An der nordwestlichen Grundstücksgrenze sind der tägliche Betriebsablauf und der saisonale Betrieb kaum zu unterscheiden. Die einzig relevante Schallquelle entlang dieser Grundstücksgrenze ist der mobile Kastenlüfter im Bereich der Zugänge zum alten Stall. Bei Betrieb dieses Lüfters werden sämtliche Umgebungsgeräusche maskiert und die Schallimmissionen an der Grundstücksgrenze ausschließlich vom Lüftergeräusch dominiert. An der Grundstücksgrenze werden nicht nur die Widmungswerte für ein landwirtschaftliches Mischgebiet, sondern auch die Grenzen zur Gesundheitsgefährdung bei langandauernder Einwirkung (65 dB im Tageszeitraum, 60 dB im Abendzeitraum und 55 dB im Nachtzeitraum) überschritten. Dies gilt auch für weitere Bereiche am Bauplatz (Garten der Wohnung EG 1, Schlafzimmerfenster, Balkone). Zusätzlich dazu sind Tierlaute (Kuhmuhen), das charakteristische Metallklappern der Selbstfangfressgitter der Rinder sowie Arbeitsgeräusche aufgrund ihrer Tonalität und Intensität gut hörbar. Die Schallquellen sind durch direkten Blickkontakt eindeutig lokalisierbar.

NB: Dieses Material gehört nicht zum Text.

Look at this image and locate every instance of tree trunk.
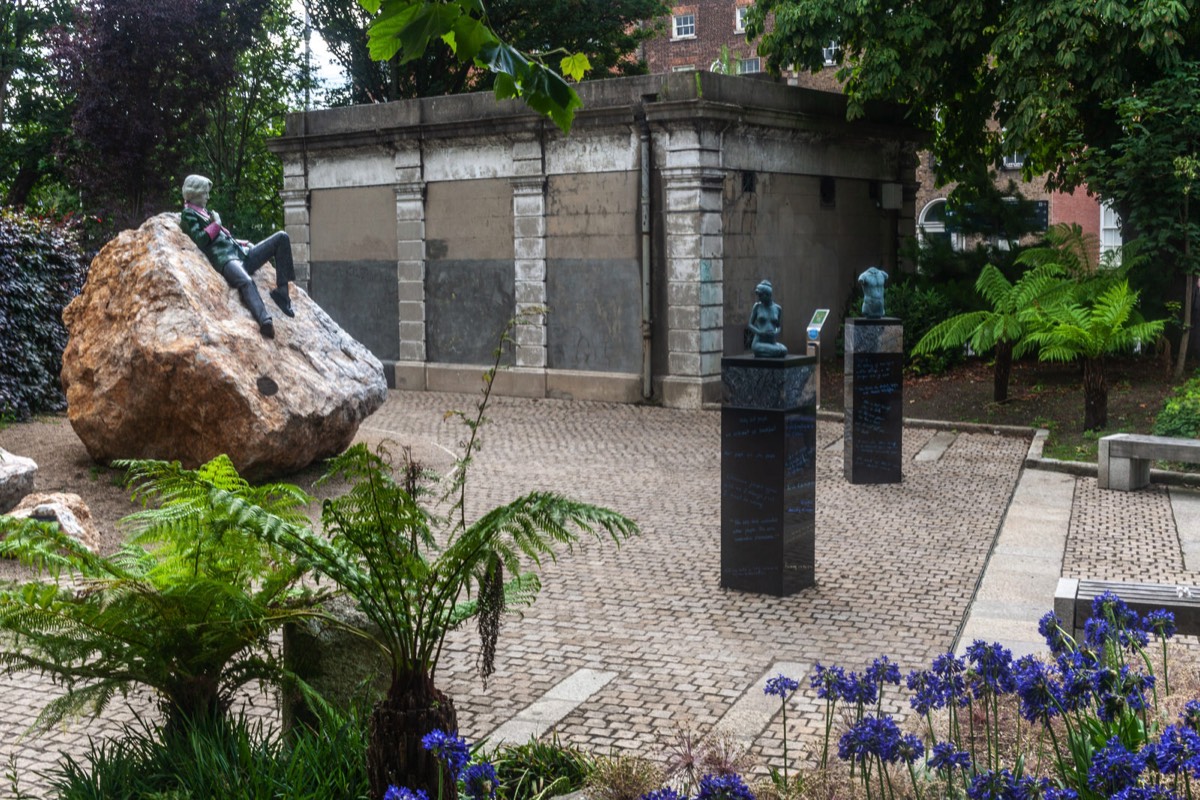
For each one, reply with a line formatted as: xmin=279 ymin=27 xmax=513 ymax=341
xmin=1084 ymin=359 xmax=1109 ymax=431
xmin=161 ymin=674 xmax=229 ymax=736
xmin=991 ymin=342 xmax=1013 ymax=403
xmin=367 ymin=675 xmax=458 ymax=798
xmin=1175 ymin=194 xmax=1196 ymax=380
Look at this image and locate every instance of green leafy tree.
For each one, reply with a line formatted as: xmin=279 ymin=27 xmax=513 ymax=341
xmin=1085 ymin=61 xmax=1200 ymax=379
xmin=359 ymin=0 xmax=600 ymax=132
xmin=56 ymin=0 xmax=271 ymax=229
xmin=746 ymin=0 xmax=1200 ymax=195
xmin=0 ymin=456 xmax=321 ymax=732
xmin=913 ymin=264 xmax=1069 ymax=403
xmin=0 ymin=209 xmax=88 ymax=420
xmin=1021 ymin=231 xmax=1164 ymax=431
xmin=0 ymin=0 xmax=76 ymax=206
xmin=189 ymin=0 xmax=312 ymax=241
xmin=220 ymin=323 xmax=637 ymax=796
xmin=305 ymin=0 xmax=667 ymax=103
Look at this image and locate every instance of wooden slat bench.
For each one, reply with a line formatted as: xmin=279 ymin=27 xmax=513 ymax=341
xmin=1054 ymin=578 xmax=1200 ymax=636
xmin=1097 ymin=433 xmax=1200 ymax=492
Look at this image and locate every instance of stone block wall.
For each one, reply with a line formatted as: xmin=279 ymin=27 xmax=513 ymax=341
xmin=265 ymin=73 xmax=916 ymax=407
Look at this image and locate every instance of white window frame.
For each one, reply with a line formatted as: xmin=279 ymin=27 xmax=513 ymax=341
xmin=1001 ymin=152 xmax=1025 ymax=169
xmin=821 ymin=40 xmax=841 ymax=67
xmin=738 ymin=56 xmax=762 ymax=76
xmin=1100 ymin=200 xmax=1124 ymax=265
xmin=671 ymin=11 xmax=696 ymax=40
xmin=917 ymin=197 xmax=962 ymax=251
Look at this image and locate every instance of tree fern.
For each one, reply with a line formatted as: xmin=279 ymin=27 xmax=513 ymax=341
xmin=220 ymin=311 xmax=637 ymax=795
xmin=1025 ymin=279 xmax=1164 ymax=431
xmin=0 ymin=456 xmax=328 ymax=726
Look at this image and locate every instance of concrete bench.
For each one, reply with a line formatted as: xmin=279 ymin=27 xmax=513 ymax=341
xmin=1097 ymin=433 xmax=1200 ymax=492
xmin=1054 ymin=578 xmax=1200 ymax=637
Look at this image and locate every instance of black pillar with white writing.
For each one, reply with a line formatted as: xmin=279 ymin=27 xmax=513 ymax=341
xmin=844 ymin=317 xmax=904 ymax=483
xmin=721 ymin=356 xmax=817 ymax=596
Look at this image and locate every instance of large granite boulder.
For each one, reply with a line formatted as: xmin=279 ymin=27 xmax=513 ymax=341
xmin=62 ymin=213 xmax=388 ymax=479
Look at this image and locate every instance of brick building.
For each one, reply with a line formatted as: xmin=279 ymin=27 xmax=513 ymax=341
xmin=642 ymin=0 xmax=1121 ymax=262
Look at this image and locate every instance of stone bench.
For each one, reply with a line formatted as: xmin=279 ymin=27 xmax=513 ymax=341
xmin=1097 ymin=433 xmax=1200 ymax=492
xmin=1054 ymin=578 xmax=1200 ymax=636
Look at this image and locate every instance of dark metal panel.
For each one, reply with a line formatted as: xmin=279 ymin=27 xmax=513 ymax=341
xmin=546 ymin=259 xmax=642 ymax=373
xmin=425 ymin=259 xmax=516 ymax=365
xmin=312 ymin=261 xmax=400 ymax=361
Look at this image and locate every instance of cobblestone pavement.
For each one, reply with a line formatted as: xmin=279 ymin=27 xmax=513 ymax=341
xmin=0 ymin=392 xmax=1182 ymax=795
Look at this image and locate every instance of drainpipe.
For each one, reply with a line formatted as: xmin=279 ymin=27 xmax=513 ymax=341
xmin=635 ymin=102 xmax=656 ymax=399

Aus schalltechnischer Sicht ist es kaum vorstellbar, dass die Aufenthaltsbereiche im Freien des nördlichen Baukörpers (Garten, Terrasse, Balkone) bestimmungsgemäß genutzt werden können, ohne dass sich Lärmbeschwerden bei Bewohnern der geplanten Wohnanlage ergeben. Ein lärmberuhigtes Kippen bzw. Offenhalten von Fenstern ist im Bereich der nordwestlichen Grundstücksgrenze nahezu ausgeschlossen.

Gutachterliche Gesamteinschätzung

Unabhängig von der rechtlichen Umsetzungsmöglichkeit des vorliegenden Bauansuchens ist davon auszugehen, dass durch die Situation eines direkten Nebeneinanders einer mit Emissionen verbundenen Nutzung (landwirtschaftliche Hofstelle) und einer schützenswerten Nutzung (Wohnanlage) in absehbarer Zeit Lärmprobleme zu Tage treten, die sich in weiterer Folge kaum bis gar nicht lösen lassen. Von einer Bebauung der gegenständlichen Art wird abgeraten.“

Dieses Gutachten wurde den Verfahrensparteien mit Schreiben des gefertigten Gerichts vom 30.12.2024 zur Kenntnis und allfälligen Stellungnahme bis spätestens 21.1.2025 gebracht.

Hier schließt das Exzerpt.